I've come so far. 7 years ago, I took my daughters and left my 9 year marriage to a narcissistic and emotionally abusive man. It’s been a long journey – 10 years since I first went to my doctor for help, and only the past couple of years when I learned more about the concepts of the inner critic, self-talk, CBT that I’ve actually made any progress. The past year, working with this program, I’ve been able to identify core beliefs that I didn’t even realize I held, and I’m finally beginning to be able to change the thoughts and behaviours that are creating and keeping me in this depression.

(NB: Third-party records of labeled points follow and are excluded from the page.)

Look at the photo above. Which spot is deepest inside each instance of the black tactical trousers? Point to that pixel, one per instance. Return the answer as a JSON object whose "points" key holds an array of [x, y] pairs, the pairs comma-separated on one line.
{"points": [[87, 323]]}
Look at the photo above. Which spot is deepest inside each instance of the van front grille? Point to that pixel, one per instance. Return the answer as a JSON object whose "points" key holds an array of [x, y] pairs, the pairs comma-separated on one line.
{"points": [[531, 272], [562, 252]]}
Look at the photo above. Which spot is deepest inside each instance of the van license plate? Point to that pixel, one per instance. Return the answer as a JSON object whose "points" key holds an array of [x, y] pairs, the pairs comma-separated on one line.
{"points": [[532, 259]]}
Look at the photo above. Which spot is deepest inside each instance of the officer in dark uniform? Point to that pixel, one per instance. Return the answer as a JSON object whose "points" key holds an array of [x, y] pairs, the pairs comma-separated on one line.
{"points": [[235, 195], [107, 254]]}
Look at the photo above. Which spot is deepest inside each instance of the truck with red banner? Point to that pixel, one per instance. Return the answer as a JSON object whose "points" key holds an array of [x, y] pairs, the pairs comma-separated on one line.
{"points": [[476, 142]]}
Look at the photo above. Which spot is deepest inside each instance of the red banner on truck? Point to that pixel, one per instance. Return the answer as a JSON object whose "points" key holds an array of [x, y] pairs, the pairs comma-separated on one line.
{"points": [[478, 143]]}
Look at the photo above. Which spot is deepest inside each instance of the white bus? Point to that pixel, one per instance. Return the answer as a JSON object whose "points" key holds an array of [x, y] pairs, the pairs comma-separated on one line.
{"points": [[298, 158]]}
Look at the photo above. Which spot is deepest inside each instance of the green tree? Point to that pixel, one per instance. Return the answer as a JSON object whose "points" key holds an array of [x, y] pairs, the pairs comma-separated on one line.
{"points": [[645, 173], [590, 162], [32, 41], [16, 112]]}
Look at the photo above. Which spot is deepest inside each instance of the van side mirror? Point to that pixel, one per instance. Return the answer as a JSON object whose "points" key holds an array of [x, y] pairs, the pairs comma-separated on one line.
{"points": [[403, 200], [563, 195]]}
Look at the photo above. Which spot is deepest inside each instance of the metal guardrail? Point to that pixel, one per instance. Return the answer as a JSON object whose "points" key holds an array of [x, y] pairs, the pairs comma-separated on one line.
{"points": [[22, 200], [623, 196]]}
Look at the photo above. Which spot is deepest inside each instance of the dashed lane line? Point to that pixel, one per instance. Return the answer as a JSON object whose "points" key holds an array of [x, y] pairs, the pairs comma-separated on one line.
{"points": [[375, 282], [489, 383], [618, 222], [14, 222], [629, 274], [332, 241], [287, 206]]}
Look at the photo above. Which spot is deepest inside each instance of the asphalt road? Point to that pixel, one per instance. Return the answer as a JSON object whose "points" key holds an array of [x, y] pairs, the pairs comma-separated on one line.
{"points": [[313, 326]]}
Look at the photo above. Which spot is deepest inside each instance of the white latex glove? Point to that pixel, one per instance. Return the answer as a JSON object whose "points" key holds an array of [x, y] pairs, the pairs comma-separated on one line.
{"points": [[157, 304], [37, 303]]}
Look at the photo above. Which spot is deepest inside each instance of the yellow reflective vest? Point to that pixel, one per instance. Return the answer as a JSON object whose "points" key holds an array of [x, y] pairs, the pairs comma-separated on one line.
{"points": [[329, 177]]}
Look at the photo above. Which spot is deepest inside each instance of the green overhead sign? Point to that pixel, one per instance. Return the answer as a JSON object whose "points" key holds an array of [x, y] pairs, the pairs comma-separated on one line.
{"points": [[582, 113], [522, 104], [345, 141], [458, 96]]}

I still have to interact with my ex because of our children. He takes them every other weekend, and they adore him. We are civil, and I’ve been good at not bad-mouthing him in front of the girls, though I’ve kept an eye out for negative impacts that he may be having on them. For example, when my slim eldest daughter started saying that she was fat, I managed to pull from her that her father had been teasing her about having a “belly”, so I had a careful conversation with her about how her dad, as wonderful as he is, has a tendency to criticize others for things that he dislikes about himself. We talked about this being his issue and nothing to do with her, so she had every right to throw these little “jokes” right back at him.
There have been a few instances like this with both girls, and I’ve chosen to address them by equipping the girls with ways to deal rather than to address it directly with him, as he doesn’t see anything wrong with his behaviour. I don’t know if that’s a cop-out on my part, but the power of emotional abuse is that it really just comes down to my word against his, and I don’t suppose that I would have suffered as I did if I were able to confront him effectively.
Things had been going pretty well – the girls are wonderful, happy, confident, and doing well in school and friendships. My younger one less so, perhaps, than my older daughter, but they’re 12 and 14 – sensitive times and a challenge to the confidence of even the most well-adjusted kids. But when their father came to pick them up for his week of the holidays a few days ago, my younger daughter was beside herself because she wasn’t ready when he arrived. She couldn’t find a pair of jeans that I’d just brought up from the laundry that morning, and she was literally tearing her room apart and sobbing that her dad was going to be so angry with her.
I was transported back 10 years. Although I helped my daughter find the jeans (her sister had packed them by mistake), calmed her, and saw them both off with my love, I’m not recovering very well. He’s hurting them, and I don’t know how to stop it. The memories and feelings came flooding back over me – the desolation of when I’d finally run out of excuses for his behaviour. My next step then was to confront him and enter into 2 years of conflict and misery before finally ending the marriage. I don’t know what my next steps are now – I feel my daughter’s pain so strongly, and feel as though I’ve failed them. I’m the grown-up, and I’m supposed to protect them.
Ok, if I put on what I have learned, I suppose that I’m catastrophizing. I’m forgetting all the good things that I’ve done – all the work I’ve done to prepare my children to deal with their father. This is a problem, not a catastrophe, and I can problem-solve my way through it. One of those problems were there is no absolute right answer, and I’m just going to have to trust my instinct.
The problem is that I don’t trust my instinct here. Supposedly, children do best when they have access to both parents, but because of my experience with him, I don’t believe that he is good for them. I’m going back and forth and in the meantime am sinking down into my depression again. He’s such a horrible person, but I have nothing to prove it. My daughters are suffering and I can’t help them.